E’ MORTO OTELLO PROFAZIO, UN GIGANTE DELLA CULTURA POPOLARE
Piu’ di 50 anni fa conobbi Otello Profazio e fu uno degli incontri più importanti della mia vita. Istintivamente io ero legato a quel mondo popolare e contadino che il miracolo economico e l’industrializzazione si stavano portando via. Eravamo negli anni in cui Pier Paolo Pasolini poeticamente lamentava, nei suoi straordinari scritti “corsari”, la scomparsa delle lucciole.
Io, anche per le mie origini famigliari, sentivo vivo e forte il legame di sangue con la terra e con quel mondo popolare che andava scomparendo. Fu proprio Otello Profazio a ridare un senso culturale a queste mie sensazioni. Con lui scoprii i canti di lavoro, i canti d’amore, i canti di festa, i canti di protesta di quelle che noi di cultura di sinistra chiamavamo le classi subalterne.
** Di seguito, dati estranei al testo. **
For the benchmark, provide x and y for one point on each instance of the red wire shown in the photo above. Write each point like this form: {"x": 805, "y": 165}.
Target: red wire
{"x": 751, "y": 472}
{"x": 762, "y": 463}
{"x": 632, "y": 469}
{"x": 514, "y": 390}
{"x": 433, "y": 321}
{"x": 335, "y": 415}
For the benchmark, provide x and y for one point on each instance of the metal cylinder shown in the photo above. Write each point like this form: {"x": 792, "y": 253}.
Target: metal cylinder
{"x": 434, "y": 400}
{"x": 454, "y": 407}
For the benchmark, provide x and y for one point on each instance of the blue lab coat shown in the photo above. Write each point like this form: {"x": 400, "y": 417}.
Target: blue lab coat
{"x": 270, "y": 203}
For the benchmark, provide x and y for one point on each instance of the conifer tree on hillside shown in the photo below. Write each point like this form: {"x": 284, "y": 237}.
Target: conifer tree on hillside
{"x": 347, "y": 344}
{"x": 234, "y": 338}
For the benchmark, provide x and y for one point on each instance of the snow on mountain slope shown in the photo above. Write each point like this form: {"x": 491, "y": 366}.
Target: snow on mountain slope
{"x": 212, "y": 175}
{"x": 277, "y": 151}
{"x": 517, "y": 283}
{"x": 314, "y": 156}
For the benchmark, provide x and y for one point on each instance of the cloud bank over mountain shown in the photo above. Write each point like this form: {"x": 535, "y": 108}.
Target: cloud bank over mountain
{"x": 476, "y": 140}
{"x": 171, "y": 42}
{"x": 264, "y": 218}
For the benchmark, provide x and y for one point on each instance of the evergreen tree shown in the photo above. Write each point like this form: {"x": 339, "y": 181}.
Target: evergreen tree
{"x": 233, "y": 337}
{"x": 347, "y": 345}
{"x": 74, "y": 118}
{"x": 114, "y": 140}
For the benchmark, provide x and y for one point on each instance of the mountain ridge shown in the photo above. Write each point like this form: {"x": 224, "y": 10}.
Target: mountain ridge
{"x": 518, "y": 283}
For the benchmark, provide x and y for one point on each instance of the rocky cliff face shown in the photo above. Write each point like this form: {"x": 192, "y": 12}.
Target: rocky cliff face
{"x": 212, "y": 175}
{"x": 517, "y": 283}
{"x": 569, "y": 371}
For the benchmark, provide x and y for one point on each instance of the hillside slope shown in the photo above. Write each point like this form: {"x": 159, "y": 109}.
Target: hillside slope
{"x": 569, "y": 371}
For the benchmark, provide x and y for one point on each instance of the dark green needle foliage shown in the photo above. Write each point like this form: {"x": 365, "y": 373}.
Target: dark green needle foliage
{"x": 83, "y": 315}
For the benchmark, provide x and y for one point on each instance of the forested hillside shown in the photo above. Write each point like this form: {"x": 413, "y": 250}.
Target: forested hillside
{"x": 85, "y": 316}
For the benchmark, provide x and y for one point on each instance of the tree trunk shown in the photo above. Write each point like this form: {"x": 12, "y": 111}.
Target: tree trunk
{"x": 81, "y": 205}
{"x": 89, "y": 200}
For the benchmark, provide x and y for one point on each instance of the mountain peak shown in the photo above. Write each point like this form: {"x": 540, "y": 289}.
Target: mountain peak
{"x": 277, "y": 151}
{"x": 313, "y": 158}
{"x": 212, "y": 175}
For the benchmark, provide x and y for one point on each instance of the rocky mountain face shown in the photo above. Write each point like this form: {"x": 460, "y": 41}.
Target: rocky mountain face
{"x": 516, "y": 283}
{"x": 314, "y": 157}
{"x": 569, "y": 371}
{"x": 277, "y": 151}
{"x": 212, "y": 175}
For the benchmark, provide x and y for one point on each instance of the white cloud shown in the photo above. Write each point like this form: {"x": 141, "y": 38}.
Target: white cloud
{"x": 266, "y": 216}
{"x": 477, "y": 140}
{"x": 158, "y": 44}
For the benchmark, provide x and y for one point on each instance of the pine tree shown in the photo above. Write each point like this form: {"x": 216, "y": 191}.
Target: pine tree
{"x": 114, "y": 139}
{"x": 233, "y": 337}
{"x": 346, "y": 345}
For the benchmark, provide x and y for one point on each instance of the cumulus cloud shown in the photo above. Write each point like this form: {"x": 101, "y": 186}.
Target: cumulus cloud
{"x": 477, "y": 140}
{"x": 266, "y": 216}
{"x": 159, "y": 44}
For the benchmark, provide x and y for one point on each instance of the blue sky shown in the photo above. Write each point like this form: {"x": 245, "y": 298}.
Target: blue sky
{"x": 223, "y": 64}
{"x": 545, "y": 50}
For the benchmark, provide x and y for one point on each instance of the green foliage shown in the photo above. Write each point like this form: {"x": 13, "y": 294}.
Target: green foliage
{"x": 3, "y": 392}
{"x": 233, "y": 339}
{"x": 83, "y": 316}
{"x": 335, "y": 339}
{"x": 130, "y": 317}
Otello mi colpì perché faceva i dischi come si fanno i libri, fin dalla copertina perché fu il primo in Italia a fare dischi a tema. E fu tra i primi in Italia a parlare di storia patria vista dal Sud, rivelandoci questi canti che sono vera espressione del sentimento popolare che passavano dagli entusiasmi per Garibaldi, per il re Vittorio Emanuele, canti che irridono al re Borbone e poi i canti della delusione, della rabbia per le promesse non mantenute e per gli ideali traditi.
Quando Otello decise di dedicare uno dei suoi dischi libri a questa storia (l’Italia cantata dal Sud) si procurò una presentazione preziosissima di Carlo Levi, l’autore di Cristo si è fermato a Eboli e mi chiese di curarlo e poi mi chiese di accompagnarlo in numerose presentazioni: io raccontavo la storia e lui cantava.
Fu quella la prima collaborazione memorabile con Otello. Ne verrà subito dopo un’altra ancora più importante ed organica: la direzione della Collana Folk della Fonit Cetra di cui lui era magna pars.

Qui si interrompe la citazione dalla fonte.